Deliverable. A written assessment of the journal entry data structure in ERPNext, evaluating its suitability for audit testing of management override of controls.


1.16 Further Reading

Appelbaum, D., Kogan, A., and Vasarhelyi, M. A. (2017). Big data and analytics in the modern audit engagement: Research needs. Auditing: A Journal of Practice and Theory, 36(4), 1-27. This paper outlines a research agenda for data analytics in auditing and provides a framework for understanding how the analytical techniques taught in this textbook relate to the evolving audit process. The paper’s discussion of population-based testing versus sampling is particularly relevant to the arguments presented in this chapter.

Earley, C. E. (2015). Data analytics in auditing: Opportunities and challenges. Business Horizons, 58(5), 493-500. This article provides an accessible overview of how audit practice is changing due to data analytics and identifies specific opportunities for auditors who develop analytical skills. It is useful reading for students interested in the audit perspective.

Kokina, J., and Dagiliene, L. (2017). The digitization of the accounting profession: Perceived threats and opportunities. Journal of Emerging Technologies in Accounting, 14(1), 1-13. This survey-based study examines how accounting professionals perceive the impact of digitization and analytics on their work. The findings support the claim made in this chapter that analytics skills are increasingly demanded across all areas of the profession.

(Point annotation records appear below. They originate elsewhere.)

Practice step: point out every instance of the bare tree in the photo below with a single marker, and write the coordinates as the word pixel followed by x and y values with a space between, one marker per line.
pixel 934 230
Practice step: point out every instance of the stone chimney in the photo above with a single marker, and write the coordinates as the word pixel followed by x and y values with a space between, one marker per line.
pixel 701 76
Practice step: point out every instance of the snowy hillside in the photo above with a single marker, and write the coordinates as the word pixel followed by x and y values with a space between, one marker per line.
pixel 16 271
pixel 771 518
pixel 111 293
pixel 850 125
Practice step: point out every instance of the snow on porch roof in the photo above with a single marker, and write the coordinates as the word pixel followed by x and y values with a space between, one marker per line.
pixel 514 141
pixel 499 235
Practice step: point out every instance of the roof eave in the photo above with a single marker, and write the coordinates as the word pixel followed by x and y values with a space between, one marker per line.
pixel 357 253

Provost, F., and Fawcett, T. (2013). Data science and its relationship to big data and data-driven decision making. Big Data, 1(1), 51-59. This paper defines data science as a discipline and describes the analytical workflow that underlies data-driven decision making. Although it addresses data science broadly rather than accounting specifically, the workflow it describes closely parallels the accounting analytics workflow presented in this chapter.

Richins, G., Stapleton, A., Stratopoulos, T. C., and Wong, C. (2017). Big data analytics: Opportunity or threat for the accounting profession? Journal of Information Systems, 31(3), 63-79. This paper examines the implications of big data for the accounting profession and discusses both the opportunities for accountants who develop analytics skills and the threats for those who do not. It provides evidence supporting the labor market arguments presented in this chapter.

Vasarhelyi, M. A., Kogan, A., and Tuttle, B. M. (2015). Big data in accounting: An overview. Accounting Horizons, 29(2), 381-396. This paper provides a comprehensive overview of how big data and analytics are affecting accounting practice, research, and education. It is one of the most cited papers on accounting analytics and offers valuable context for understanding why this textbook exists.

IFAC (International Federation of Accountants). (2019). Technology and the profession: A guide for professional accountancy organizations. IFAC. This guidance document describes the technology-related competencies that accounting graduates need and how professional bodies can integrate these competencies into their qualification frameworks. It supports the claim that analytics is recognized as a core competency by international standard-setting bodies.